Während eines Azubimeetings bekamen wir die Aufgabe uns zu überlegen, was wir gerne als Teamevent machen würden. Dadurch, dass wir alle in unterschiedlichen Abteilungen und Bereichen arbeiten, hat man relativ wenig Kontakt zueinander. Dies soll durch das Event besser werden. Alle Auszubildenden sollten zum nächsten Azubimeeting Vorschläge mitbringen.

Es kamen Vorschläge wie: Klettern, Kanu fahren, Jumphouse, Bubble Fußball, Geocashing oder Escape Room. Nachdem alle Vorschläge vorgestellt wurden, wählte die Ausbildungsleiterin aus, welche der Vorschläge umsetzbar sind. Die Entscheidung fiel auf: Jumphouse, Geocashing oder den Escape Room.

Nun wurde unter uns Azubis abgestimmt. Die meisten Stimmen erhielt der Escape Room. Die Planung wann und wo das Event starten würde übernahm die Ausbildungsleiterin gemeinsam mit dem Azubi, welcher zu dem Zeitpunkt im Personalbüro saß. Zudem hing die Frage im Raum, ob wir im Anschluss daran gemeinsam essen gehen würden.

Am 01.11.2018 trafen wir uns um 11:30 Uhr am Bahnhof in Tornesch, um gemeinsam nach Hamburg zu fahren. Die Ausbildungsleiterin, eine Kollegin und der Ausbilder der Elektroniker für Betriebstechnik waren mit dabei. Uns war es an dem Tag freigestellt, ob wir vorher zur Arbeit kommen oder nicht. Die Azubis, die an dem Tag Schule hatten, wurden selbstverständlich freigestellt. Um 13:00 Uhr sollte das Teambuilding auf der Cap San Diego starten. Die Cap San Diego ist ein Museumsschiff mit Liegeplatz an der Überseebrücke im Hamburger Hafen. Glücklicherweise hatte die Bahn an dem Tag keine Probleme, sodass wir pünktlich in Hamburg-Altona ankamen. Von da aus nahmen wir die S-Bahn zu den Landungsbrücken.
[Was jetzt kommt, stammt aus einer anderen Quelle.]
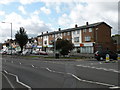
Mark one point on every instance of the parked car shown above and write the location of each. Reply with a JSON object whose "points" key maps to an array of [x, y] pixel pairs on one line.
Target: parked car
{"points": [[35, 52], [101, 55], [43, 53], [9, 52], [26, 52], [2, 52]]}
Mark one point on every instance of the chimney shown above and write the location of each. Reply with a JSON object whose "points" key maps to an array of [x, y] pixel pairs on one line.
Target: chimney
{"points": [[76, 26], [59, 29], [87, 23]]}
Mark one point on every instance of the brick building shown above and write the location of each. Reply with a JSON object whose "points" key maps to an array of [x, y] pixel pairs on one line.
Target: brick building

Das restliche Stück liefen wir. Wir waren ein wenig früh da, sodass wir Zeit hatten, uns ein wenig auszutauschen.

Kurz vor 13:00 Uhr betraten wir dann die Cap San Diego. Nun war es an der Zeit, Gruppen zu bilden. Damit nicht immer dieselben Azubis zusammen sind, wurde durchgezählt. Wir wurden in vier Gruppen aufgeteilt. Ein junger Mann hat uns im Vorwege erklärt, wie das genau ablaufen würde und darauf hingewiesen, was erlaubt und was nicht erlaubt ist.

Von da an waren wir in den Gruppen auf uns allein gestellt. Jede Gruppe hat es in der vorgegebenen Zeit geschafft, die Rätsel zu lösen.

Das hat uns allen sehr viel Spaß gemacht, obwohl wir im Nachherein alle gesagt haben, dass es ein wenig zu einfach war.

Im Anschluss waren wir im „Gasthaus Heimathafen“ essen. Das Essen war sehr lecker, leider wurde es jedoch sehr unstrukturiert verteilt, sodass die einen bereits fertig waren mit Essen während andere noch kein Essen erhalten hatten.

Nach dem Essen sind wir wieder Richtung S-Bahn gelaufen. Wir hatten es ziemlich eilig, da die Bahn Richtung Tornesch 10 min später fuhr. Zum Glück haben wir es aber geschafft. Somit war unser Tag um 17:30 Uhr beendet.

Alles in Allem hat der Tag sehr viel Spaß gemacht und man hat sich sehr gut unter den kaufmännischen und gewerblichen Azubis austauschen können, was sonst im täglichen Berufsalltag sehr schwierig ist.